How to fix Security Vulnerability CVE-2023-44981 in strimzi kafka 3.6.0

[vino-architect]

Below are the vulnerability shown in MS Defender for Strimzi Kafka. How to fix these issues in AKS.

CVE-2023-44981, org.apache.zookeeper, Installed Version: 3.6.3.0, zookeeper, Fixed Version: 3.7.2
CVE-2023-44981, org.apache.zookeeper, Installed Version: 3.8.2.0, zookeeper, Fixed Version: 3.8.3
CVE-2023-4586, io.netty, Installed Version: 4.1.94.0, Package Name: netty-handler,
CVE-2023-43642, org.xerial.snappy, Installed Version: 1.1.10.1, Package Name: netty-handler, Fixed Version: 1.1.10.4

[scholzj]

• You should probably try to understand if you are affected by those vulnerabilities or not. For example, the ZooKeeper CVEs are around SASL authentication not used in the context of Strimzi as we use mTLS.
• You also need to understand from which project is the dependency coming. Knowing the exact image and path where it was found gives you some pointers. Then, you have to see if that is something that can be just bumped in Strimzi, or if it needs a newer version of some high-level dependency such as Kafka (or possibly also Cruise Control in this case) or if it isn't fixed in those projects yet and it would first require a new release on their side.

[vino-architect]

This vulnerability is coming in our Production setup. Customer not accepted this vulnerability. So I need to fix this.

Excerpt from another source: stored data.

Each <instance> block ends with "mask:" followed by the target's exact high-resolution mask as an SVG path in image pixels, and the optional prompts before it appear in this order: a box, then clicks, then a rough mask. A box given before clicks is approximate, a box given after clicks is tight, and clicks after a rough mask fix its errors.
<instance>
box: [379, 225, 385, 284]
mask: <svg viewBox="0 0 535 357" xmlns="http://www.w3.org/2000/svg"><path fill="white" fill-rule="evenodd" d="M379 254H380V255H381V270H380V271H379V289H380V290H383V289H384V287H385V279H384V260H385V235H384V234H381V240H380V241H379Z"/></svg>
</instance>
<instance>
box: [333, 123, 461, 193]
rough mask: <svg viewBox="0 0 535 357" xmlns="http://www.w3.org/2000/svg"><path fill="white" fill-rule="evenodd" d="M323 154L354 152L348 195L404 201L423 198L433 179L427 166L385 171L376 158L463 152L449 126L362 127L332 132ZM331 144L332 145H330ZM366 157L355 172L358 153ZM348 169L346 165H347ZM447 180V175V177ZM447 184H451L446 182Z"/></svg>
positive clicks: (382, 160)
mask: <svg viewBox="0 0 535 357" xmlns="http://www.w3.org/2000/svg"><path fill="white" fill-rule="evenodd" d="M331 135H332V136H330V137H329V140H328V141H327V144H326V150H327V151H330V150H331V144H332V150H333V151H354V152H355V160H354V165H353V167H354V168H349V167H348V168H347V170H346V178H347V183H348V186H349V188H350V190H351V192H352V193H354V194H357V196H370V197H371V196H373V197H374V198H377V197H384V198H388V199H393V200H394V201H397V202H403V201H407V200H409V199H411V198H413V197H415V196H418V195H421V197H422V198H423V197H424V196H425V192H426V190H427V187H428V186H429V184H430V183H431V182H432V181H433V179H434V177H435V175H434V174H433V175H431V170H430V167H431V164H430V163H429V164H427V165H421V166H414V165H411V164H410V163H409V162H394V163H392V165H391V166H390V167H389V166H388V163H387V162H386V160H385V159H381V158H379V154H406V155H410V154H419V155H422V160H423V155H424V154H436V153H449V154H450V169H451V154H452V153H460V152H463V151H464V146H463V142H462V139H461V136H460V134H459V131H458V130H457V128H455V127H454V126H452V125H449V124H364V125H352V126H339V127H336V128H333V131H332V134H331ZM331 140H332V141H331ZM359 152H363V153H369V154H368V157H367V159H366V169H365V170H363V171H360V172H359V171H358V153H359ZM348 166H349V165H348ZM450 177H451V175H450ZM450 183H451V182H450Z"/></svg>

As its suggested, I need to upgrade zookeeper version. But in Strimzi, there is no option to modify the zookeeper version.

Any idea How can i fix this vulnerability.

[scholzj]

ZooKeeper is part of Apache Kafka. That is why you cannot choose a ZooKeeper version -> you have to use what Kafka does and what Kafka was tested with. Also, from our experience, upgrading ZooKeeper tends to bring all kinds of unexpected issues. So just bumping a ZooKeeper version can cause a lot of problem.

Or to put it a different way -> how many hours of outage per month is your customer willing to accept in order to solve a CVE that is quite clearly not affecting them? Based on that, you can decide what do you want to do ...

• The proper thing is to address this in the lower level projects (e.g. Kafka or Cruise Control - it might have happened in them already) and wait until their releases bubble up into a Strimzi release. You can check if the latest build from the main branch of Strimzi are affected or not for example.
• A slightly harder and dirtier ... build the lower projects yourself and do the quality assurance on them and then use them in your own build of Strimzi.
• A completely dirty hack ... just replace the JAR in the container image with your own JAR and pray it works.